Joe Haden Jr. owns Haden Sports & Performance athletic complex in District Heights, Md. Haden, son of star Cleveland Browns defensive back Joe Haden III, agrees with Carter that the county is a good for Black firms. “This place is awesome for Black businesses,” Haden told the AFRO.

However, he notes that success won’t come by just being in the county. “Sometimes Black business owners fail to connect to potential customers because of a lack of a marketing plan,” he said. “Black businesses need to spread the word about what we do. I train people to be fit and high school and college athletes to go to the next level in their sport. We try to spread the word about fitness and faith. We know we can do it and so can others because this is the richest Black county in the country and the money is there to be made.”

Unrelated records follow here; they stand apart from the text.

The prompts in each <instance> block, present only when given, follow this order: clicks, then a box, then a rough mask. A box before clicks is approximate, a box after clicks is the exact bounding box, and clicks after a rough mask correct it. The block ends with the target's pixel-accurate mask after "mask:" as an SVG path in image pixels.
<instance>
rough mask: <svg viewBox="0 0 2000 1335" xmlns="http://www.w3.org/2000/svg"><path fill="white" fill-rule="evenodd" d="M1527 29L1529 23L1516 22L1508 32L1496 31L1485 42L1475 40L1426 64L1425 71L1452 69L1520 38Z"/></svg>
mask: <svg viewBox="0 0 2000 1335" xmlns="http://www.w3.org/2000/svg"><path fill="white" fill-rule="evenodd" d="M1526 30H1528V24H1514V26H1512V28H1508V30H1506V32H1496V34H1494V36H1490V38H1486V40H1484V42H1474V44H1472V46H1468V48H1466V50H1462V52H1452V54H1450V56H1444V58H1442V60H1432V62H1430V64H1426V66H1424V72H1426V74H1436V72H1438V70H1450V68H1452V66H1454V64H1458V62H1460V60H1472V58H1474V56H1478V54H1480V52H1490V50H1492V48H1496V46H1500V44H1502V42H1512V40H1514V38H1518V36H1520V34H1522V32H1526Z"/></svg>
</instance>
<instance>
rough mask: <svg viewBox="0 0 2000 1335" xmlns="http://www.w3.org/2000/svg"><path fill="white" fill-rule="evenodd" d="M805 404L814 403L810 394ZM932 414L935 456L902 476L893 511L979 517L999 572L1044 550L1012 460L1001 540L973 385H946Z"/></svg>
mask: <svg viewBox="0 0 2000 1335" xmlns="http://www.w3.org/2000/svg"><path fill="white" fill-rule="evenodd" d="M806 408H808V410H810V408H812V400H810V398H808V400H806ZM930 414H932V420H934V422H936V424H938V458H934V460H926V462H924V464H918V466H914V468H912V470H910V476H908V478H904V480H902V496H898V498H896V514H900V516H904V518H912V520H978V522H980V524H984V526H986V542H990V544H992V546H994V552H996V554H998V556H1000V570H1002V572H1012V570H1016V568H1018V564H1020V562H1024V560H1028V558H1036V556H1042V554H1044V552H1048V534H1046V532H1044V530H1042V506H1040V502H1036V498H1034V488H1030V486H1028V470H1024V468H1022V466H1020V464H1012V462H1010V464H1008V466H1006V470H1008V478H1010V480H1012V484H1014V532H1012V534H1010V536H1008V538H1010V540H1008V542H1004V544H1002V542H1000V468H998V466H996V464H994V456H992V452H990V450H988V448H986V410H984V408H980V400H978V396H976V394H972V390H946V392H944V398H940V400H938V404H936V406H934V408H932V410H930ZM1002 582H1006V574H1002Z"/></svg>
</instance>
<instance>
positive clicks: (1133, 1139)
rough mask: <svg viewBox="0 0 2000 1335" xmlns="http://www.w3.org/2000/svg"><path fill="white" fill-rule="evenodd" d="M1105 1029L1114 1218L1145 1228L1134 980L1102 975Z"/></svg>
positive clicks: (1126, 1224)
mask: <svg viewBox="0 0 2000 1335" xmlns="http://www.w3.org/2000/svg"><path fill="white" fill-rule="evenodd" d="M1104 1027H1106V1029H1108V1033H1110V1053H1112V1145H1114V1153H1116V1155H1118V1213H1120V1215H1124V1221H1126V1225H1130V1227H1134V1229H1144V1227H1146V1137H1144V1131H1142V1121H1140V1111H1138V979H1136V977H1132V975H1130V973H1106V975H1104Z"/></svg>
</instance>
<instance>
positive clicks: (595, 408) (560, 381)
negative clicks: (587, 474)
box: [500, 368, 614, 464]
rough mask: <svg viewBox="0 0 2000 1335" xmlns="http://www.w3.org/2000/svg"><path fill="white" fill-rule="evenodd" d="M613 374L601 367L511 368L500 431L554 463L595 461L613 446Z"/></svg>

David Harrington, president and CEO of the Prince George’s County Chamber of Commerce told the AFRO that Carter and Haden have the right choice to set up shop in the county and his organization is there to help by offering resources to help support businesses.

“Despite the federal budget being reduced because many of our Black businesses depend on the federal government, Prince George’s County Black businesses are doing well,” he said. “We have in the plans for six billion dollars in development for the next 10 years and Black businesses will have a chance to compete and work on those projects.

“We offer Black businesses materials and support to be successful in the county as well as networking events with professionals and firms in the financing and consulting areas and we are an advocate for all businesses in the county.”

Nevertheless, there are challenges for Black businesses in the county. “Things are good but they can be better,” former Prince George’s Chamber of Commerce head James Dula told the AFRO. “We need more Black businesses getting more contracts from [government agencies].”

Dula said that Baker’s signature community program, the Transforming Neighborhoods Initiative (TNI) which focuses on developing inner-Beltway, unincorporated, predominantly minority communities such as Suitland, Langely Park, Silver Hill and Forestville does little for Black businesses. “Those businesses moving into TNI areas will get a tax break of 25-40 percent and those operations tend to be large,” He said. “I question why the small, minority businesses in those areas aren’t a part of the tax break.”